Post-Explosion Remarks Could Sustain BP Suit

     HOUSTON (CN) – BP investors can advance a class action accusing the company of downplaying the scope of the Deepwater Horizon oil spill, a federal judge ruled.
     After the Deepwater Horizon oil rig exploded and caught fire on April 20, 2010, its Macondo well released nearly 5 million barrels of oil into the Gulf of Mexico.
     The disaster led dozens of investors to file class actions against BP in Houston federal court, alleging they bought shares due to false statements made by BP executives.
     Beginning in 2007, such statements convinced the market that BP was committed to keeping its workers safe, the investors claimed.

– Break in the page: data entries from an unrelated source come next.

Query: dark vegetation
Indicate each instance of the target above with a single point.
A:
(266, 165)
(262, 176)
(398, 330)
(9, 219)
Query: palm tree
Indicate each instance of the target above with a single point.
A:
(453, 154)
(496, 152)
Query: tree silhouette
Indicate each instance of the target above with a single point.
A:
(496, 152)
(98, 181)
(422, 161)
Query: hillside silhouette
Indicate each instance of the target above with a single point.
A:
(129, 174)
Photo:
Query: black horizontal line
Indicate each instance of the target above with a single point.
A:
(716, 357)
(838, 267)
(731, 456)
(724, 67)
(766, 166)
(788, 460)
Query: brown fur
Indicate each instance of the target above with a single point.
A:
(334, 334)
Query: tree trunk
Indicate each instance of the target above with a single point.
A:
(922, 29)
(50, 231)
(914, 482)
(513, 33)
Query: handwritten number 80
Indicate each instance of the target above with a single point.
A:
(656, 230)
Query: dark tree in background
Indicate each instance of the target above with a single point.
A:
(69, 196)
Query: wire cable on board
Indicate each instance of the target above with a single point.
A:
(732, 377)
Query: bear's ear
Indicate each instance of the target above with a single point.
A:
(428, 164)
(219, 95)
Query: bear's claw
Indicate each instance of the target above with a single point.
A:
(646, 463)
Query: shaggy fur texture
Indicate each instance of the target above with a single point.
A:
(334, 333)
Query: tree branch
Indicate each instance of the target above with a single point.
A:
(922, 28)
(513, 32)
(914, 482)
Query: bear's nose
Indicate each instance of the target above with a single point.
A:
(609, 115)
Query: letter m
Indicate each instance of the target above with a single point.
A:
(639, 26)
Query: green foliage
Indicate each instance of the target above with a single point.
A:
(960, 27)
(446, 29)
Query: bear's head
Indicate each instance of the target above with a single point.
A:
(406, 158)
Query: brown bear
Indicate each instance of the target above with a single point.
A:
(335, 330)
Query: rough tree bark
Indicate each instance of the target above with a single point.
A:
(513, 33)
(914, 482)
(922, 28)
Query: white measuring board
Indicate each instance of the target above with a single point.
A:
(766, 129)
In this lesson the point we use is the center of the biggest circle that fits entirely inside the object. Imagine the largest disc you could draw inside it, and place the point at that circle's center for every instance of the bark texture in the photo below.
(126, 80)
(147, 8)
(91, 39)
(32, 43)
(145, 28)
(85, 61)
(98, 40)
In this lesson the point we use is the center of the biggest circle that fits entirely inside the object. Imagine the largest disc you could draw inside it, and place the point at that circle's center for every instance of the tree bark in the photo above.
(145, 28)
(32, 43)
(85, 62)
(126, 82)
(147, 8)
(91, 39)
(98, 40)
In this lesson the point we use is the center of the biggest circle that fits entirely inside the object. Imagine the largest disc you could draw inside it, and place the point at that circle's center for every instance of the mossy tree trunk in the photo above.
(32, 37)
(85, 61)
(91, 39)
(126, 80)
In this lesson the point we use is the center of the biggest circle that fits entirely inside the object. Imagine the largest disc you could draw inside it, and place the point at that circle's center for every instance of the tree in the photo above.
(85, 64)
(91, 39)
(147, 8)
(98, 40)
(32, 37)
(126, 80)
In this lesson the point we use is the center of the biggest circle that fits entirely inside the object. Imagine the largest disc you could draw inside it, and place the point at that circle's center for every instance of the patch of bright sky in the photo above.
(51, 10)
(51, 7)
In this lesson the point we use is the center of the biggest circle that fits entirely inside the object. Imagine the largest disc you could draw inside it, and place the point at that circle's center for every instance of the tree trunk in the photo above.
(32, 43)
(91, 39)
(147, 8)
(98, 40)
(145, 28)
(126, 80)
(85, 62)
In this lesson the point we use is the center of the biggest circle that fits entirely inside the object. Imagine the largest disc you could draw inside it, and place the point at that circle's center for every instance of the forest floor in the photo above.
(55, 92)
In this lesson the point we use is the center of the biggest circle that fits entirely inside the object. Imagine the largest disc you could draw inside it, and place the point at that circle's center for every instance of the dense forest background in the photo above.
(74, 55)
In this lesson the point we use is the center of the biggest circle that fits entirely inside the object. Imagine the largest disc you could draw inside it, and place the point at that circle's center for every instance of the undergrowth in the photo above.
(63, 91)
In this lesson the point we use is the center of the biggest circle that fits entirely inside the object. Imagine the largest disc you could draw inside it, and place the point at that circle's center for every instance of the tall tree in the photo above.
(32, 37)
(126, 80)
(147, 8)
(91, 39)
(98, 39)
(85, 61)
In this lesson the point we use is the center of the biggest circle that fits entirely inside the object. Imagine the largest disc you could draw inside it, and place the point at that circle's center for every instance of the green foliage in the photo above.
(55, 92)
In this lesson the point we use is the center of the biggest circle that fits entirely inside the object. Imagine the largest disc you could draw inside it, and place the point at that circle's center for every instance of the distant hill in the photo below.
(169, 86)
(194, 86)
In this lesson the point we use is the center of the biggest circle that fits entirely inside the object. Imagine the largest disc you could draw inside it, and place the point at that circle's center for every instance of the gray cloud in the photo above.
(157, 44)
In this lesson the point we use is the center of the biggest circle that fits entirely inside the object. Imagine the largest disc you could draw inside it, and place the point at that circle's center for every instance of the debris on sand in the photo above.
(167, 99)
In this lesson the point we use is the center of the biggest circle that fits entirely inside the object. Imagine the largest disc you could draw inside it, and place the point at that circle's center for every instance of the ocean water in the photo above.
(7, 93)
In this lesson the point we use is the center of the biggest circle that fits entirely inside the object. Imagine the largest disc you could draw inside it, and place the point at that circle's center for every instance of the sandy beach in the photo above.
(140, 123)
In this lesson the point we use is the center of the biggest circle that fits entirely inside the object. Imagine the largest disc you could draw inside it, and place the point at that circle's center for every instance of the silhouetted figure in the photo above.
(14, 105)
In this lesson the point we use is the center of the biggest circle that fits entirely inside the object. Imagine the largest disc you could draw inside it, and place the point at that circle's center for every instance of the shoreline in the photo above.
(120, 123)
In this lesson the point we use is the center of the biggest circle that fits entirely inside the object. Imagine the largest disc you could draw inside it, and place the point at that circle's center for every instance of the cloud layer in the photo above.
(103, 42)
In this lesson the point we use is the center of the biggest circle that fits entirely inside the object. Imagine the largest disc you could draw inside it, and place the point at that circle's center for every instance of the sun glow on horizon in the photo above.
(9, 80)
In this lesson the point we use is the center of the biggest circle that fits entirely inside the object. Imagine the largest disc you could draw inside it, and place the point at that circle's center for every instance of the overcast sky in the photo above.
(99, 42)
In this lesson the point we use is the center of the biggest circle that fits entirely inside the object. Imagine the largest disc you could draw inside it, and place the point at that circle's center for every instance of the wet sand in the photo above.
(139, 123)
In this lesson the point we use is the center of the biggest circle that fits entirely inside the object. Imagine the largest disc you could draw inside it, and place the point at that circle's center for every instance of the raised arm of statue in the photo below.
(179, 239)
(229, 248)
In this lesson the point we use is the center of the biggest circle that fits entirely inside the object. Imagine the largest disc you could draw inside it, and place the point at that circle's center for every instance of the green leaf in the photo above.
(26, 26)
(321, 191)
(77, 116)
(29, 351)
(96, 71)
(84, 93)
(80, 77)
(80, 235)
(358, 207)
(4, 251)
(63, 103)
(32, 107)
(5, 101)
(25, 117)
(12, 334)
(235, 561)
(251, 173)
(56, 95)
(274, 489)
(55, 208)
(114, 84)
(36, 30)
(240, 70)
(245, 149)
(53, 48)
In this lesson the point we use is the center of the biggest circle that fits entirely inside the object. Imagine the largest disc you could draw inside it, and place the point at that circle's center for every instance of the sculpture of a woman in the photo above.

     Investors also accused BP directors of publicly lowballing the rate of the oil spill to prevent share prices from hitting a level that accurately reflected the spill’s size.
     U.S. District Judge Keith Ellison refused to certify a class action in December, finding the plaintiffs had not given enough specifics on how to determine classwide damages.
     At Ellison’s urging the plaintiffs went back to the drawing board and divided their class into “pre-explosion and post-explosion subclasses.”
     The pre-explosion plaintiffs argued that BP’s misstatements about its safety culture prevented them from divesting their BP shares before the Deepwater Horizon disaster.
     Ellison found the methodology used by the pre-explosion plaintiffs to calculate their damages lacking, however, and denied them class certification last week.
     The post-explosion litigants were more persuasive in arguing that BP’s understatements about the spill’s size had caused an artificial delay in the stock price falling, according to the May 20 ruling.
     Ellison certified the class as all people or entities who bought BP stock between April 26, 2010, and May 28, 2010, excluding BP executives, their families and affiliates.